Configuring ADFS as SAML Identity Provider

This section provides instructions for administrator to configure ADFS as SAML Identity Provider for authenticating to Kiosk UI and Kiosk Web Management Console.

I. Configure ADFS server

• On Windows Server 2019/2022, enable role “Active Directory Federation Services”
• Ensure service “Active Directory Federation Services” - “adfssrv” - is running.
• Create a certificate (self-signed is acceptable) for the ADFS server.

II. Configure ADFS as SAML Identity Provider for Kiosk

Pre-conditions

• Make sure Kiosk system can access ADFS via domain name, e.g. https://adfs.local
• Enable HTTPS on Mangement Console. See Enable HTTPS for more detail.
• Get metadata URL from the ADFS server

Step 1: Get the Login URL

Login URL will be used as Relying Party Trust Identifier on ADFS Management

Login URL for Kiosk UI:

1. On Kiosk WebMC, navigate to the Workflows tab, click on Select Default Login Method
2. Select Single Sign-On, and select Protocol Type, in this case using SAML 2.0, then enter Name
3. Enter the metadata URL into the Kiosk console according to the format: https://<ADFS server_name>/FederationMetadata/2007-06/FederationMetadata.xml
4. Identifier will be automated generated → Check if the status is Connectedand then click on Apply

Login URL for Kiosk Console:

Select SAML (SSO) in the menu to create a User Directory that integrates with a SAML 2.0 SSO Identity Provider (IdP). Switch the toggle button to ON to enable this User Directory. As soon as it is submitted, any other User Directories configured with SAML (SSO) will be automatically disabled. Switching to OFF only creates the User Directory and will not change any currently enabled User Directories.

Click CONTINUE to go to the Configure Service Provider page. This will set up the login URL the Identity Provider uses to redirect after a successful login. Fill in Host or IP to generate the Login URL.

Step 2: On ADFS server, open “ADFS Management“.

Step 3: Add Relying Party Trust

1. Navigate to Tools → ADFS Management, select Relying Party Trust, and then click on Add Relying Party Trust.
2. Select Claims aware from the Relying Party Trust Wizard and click on Start button.

3. Enter Display name and then click on Next twice
4. Perform the following two steps
   1. Check on Enable support for the SAML 2.0 Web SSO protocol option and then enter the Relying party SAML 2.0 service URL.
   2. Enter the Login URL from Step 1 as Relying party trust identifier and click on Add

5. Click on Next 3 times and then Close

Step 4: Define the ADFS claim rules

1. Go to the Edit Claim Issuance Transform Rules tab and click Add Rules to launch the Add Transform Claim Rule Wizard.

2. In the Choose Rule Type panel, choose Send LDAP Attribute as Claims and click Next.

3. Type the Claim rule name in the respective field

4. From the Attribute store drop-down list, choose Active Directory.

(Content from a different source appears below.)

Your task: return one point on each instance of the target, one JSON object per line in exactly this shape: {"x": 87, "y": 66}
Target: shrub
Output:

In the Mapping of LDAP attributes to outgoing claim types section, choose the following values from the respective

   1. For Kiosk UI: [Require] LDAP Attribute: SAM-Account-Name, Outgoing Claim Type: Name ID
   2. For Web Console: [Require] LDAP Attribute: User-Principal-Name, Outgoing Claim Type: Name ID

5. Click on Finish

Notes

• Make sure the Binding method is POST (not Artifact)

• Any updates in Login URL must be updated on both Identifiers and Endpoints tabs → Apply

III. Configure many Kiosks - using as many Relying Party Trusts on ADFS

1. Configure each Kiosk as a seperate Relying Party Trust, using II. Configure ADFS as SAML Identity Provider for Kiosk
2. Each Kiosk must have a different Identifier.

IV. Configure many Kiosks - using one Relying Party Trust on ADFS

1. Not support to config directly from Kiosk, will need OCM for this.
2. Add all Kiosks to one OCM set of Kiosks.
3. Config from OCM using II. Configure ADFS as SAML Identity Provider for Kiosk
4. Make sure all Kiosk have the same port number and SSL is enabled.